Can the Traversable laws be derived from the fact that every Traversable is also a Functor?

Question

I've been thinking why does the Traversable type class require both a Functor and Foldable, and not just the Foldable, since it doesn't use any part of the Functor?

class (Functor t, Foldable t) => Traversable t where
    traverse  :: Applicative f => (a -> f b) -> t a -> f (t b)
    sequenceA :: Applicative f => t (f a) -> f (t a)

Is seems that the laws for Traversable were not present in the documentation for base 4.6, which makes me think that they could be derived from the fact that every Traversable is a Functor?

In the Essence of the Iterator Pattern paper (section 5.1) it states that there are some free theorems for traverse which come directly from its type, but the paper doesn't go into depth describing why this is the case.
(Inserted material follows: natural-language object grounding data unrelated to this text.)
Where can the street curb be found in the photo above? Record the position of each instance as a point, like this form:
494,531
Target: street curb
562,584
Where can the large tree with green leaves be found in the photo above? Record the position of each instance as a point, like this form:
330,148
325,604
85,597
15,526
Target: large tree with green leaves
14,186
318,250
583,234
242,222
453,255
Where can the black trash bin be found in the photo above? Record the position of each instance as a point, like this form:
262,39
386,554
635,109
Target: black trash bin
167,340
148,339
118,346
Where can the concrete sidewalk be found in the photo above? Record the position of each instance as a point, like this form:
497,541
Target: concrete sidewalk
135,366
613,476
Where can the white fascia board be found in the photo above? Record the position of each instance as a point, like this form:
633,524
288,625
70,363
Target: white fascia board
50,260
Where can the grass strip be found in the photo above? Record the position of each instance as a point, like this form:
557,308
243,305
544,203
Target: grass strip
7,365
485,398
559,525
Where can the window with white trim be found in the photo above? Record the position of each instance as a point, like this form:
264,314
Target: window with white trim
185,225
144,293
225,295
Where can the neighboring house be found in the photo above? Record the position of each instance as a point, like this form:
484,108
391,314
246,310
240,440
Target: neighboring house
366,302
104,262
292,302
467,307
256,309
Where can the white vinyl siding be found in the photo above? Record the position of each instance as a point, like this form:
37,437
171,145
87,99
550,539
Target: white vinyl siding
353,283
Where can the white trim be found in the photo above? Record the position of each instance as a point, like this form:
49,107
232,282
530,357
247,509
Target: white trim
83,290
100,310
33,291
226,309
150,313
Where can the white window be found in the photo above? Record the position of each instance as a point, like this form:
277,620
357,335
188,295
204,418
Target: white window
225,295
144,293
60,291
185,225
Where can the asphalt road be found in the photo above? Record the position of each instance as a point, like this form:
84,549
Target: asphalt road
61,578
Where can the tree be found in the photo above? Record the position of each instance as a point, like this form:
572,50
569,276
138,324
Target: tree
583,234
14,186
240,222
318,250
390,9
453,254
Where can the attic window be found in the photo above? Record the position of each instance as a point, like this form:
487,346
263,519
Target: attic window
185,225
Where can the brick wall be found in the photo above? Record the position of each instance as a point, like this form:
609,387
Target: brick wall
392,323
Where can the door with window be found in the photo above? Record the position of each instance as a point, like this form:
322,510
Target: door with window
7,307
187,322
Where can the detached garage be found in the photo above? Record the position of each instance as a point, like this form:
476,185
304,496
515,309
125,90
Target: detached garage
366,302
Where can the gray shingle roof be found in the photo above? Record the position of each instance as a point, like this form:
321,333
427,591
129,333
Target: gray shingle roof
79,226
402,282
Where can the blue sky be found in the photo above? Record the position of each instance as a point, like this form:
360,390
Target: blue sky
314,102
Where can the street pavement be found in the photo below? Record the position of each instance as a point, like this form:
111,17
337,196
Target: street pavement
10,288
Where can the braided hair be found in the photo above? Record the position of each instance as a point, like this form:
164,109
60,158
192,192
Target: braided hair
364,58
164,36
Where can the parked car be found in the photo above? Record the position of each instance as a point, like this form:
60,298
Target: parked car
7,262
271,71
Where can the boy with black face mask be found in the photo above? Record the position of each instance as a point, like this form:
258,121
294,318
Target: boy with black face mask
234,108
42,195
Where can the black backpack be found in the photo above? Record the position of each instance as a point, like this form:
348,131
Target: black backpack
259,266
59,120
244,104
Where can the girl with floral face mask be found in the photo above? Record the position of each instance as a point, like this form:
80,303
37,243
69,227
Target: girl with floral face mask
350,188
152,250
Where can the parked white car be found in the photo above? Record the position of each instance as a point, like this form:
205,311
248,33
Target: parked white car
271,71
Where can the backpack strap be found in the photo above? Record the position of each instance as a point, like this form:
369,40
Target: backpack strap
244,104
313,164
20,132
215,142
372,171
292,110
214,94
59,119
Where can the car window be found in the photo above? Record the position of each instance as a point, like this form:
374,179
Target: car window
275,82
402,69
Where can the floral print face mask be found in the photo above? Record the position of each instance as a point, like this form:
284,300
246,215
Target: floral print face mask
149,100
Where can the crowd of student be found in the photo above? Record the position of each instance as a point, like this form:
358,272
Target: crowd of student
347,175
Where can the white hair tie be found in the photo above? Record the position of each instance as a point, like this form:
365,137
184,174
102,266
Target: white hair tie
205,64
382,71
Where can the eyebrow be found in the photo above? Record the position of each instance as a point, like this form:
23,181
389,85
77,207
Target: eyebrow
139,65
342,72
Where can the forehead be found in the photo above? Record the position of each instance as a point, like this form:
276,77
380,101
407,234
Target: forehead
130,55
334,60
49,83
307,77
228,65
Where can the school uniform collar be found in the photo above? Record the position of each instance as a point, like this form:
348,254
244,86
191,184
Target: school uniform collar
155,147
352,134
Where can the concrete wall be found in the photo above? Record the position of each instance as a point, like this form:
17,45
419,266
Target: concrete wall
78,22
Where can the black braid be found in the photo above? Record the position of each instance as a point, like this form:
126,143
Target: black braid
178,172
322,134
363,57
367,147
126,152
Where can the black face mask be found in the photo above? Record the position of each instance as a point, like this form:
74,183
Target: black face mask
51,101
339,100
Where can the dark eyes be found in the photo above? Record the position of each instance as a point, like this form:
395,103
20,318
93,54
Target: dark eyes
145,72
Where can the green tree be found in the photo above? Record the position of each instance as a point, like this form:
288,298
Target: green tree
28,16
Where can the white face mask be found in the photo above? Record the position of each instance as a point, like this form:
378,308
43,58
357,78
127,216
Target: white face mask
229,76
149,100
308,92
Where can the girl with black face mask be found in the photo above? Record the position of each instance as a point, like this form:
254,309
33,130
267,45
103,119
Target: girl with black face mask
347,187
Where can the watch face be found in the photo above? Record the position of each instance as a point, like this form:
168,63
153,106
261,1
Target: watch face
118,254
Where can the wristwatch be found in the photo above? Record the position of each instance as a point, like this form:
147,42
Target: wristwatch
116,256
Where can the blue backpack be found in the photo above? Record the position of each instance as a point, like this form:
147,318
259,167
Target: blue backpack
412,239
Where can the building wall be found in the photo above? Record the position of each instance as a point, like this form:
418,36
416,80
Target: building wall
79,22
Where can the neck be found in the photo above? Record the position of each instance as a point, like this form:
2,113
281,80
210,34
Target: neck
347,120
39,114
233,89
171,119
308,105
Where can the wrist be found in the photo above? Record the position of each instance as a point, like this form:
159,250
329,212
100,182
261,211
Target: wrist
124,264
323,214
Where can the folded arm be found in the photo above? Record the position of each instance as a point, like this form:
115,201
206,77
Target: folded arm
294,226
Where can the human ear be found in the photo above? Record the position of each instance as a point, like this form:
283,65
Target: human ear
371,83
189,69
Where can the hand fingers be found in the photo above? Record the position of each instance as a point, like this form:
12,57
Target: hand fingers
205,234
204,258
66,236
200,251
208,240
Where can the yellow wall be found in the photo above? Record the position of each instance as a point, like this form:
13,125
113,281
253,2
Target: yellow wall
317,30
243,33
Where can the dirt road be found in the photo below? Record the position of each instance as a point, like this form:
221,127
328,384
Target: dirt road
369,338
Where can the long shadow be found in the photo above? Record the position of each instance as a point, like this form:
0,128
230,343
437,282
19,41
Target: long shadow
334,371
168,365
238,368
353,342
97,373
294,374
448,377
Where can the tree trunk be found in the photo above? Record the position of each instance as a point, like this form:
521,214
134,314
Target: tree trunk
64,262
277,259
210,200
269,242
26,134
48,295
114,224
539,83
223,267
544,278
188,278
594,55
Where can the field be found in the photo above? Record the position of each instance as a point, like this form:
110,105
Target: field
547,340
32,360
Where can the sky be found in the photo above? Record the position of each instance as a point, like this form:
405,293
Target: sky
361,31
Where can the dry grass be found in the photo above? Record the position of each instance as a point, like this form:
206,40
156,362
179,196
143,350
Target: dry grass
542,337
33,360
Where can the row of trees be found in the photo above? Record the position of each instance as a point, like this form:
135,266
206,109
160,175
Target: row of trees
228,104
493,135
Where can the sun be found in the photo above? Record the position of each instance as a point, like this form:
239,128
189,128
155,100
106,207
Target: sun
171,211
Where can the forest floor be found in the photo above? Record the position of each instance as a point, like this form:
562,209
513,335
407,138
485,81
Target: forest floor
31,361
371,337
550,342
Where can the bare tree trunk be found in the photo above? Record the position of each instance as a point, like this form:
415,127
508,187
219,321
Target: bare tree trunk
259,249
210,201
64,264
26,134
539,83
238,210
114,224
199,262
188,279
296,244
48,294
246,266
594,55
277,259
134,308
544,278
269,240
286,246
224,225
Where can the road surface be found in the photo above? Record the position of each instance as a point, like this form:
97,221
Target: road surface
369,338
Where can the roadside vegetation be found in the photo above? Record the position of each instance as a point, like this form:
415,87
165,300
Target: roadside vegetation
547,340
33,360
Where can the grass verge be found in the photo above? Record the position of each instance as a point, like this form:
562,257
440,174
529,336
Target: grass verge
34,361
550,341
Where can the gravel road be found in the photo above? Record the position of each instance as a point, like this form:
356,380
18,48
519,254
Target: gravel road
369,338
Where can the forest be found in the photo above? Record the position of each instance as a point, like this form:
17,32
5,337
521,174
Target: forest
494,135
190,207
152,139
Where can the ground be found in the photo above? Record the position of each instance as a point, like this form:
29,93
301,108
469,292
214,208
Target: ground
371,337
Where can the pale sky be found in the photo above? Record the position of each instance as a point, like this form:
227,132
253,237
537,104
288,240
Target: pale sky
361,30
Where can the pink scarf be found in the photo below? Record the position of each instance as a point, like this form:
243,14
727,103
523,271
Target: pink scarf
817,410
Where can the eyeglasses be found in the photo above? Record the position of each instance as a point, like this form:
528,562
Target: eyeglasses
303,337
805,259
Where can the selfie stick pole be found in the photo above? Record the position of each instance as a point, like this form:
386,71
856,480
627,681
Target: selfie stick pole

Where do the Traversable laws as described in the base 4.7 documentation come from?

Answer 1

Basically, any type constructor * -> * that's covariant in its argument is canonically a functor. Since Applicative f is obviously covariant, so is t for the signature sequenceA :: t (f a) -> f (t a) to make sense, hence the Functor requirement is essentially redundant. But much like with the long-missing-because-unneeded Applicative => Monad superclass, it's not really a good idea to omit such "obvious" requirements, it just leads to code duplication and confusing synonymous functions.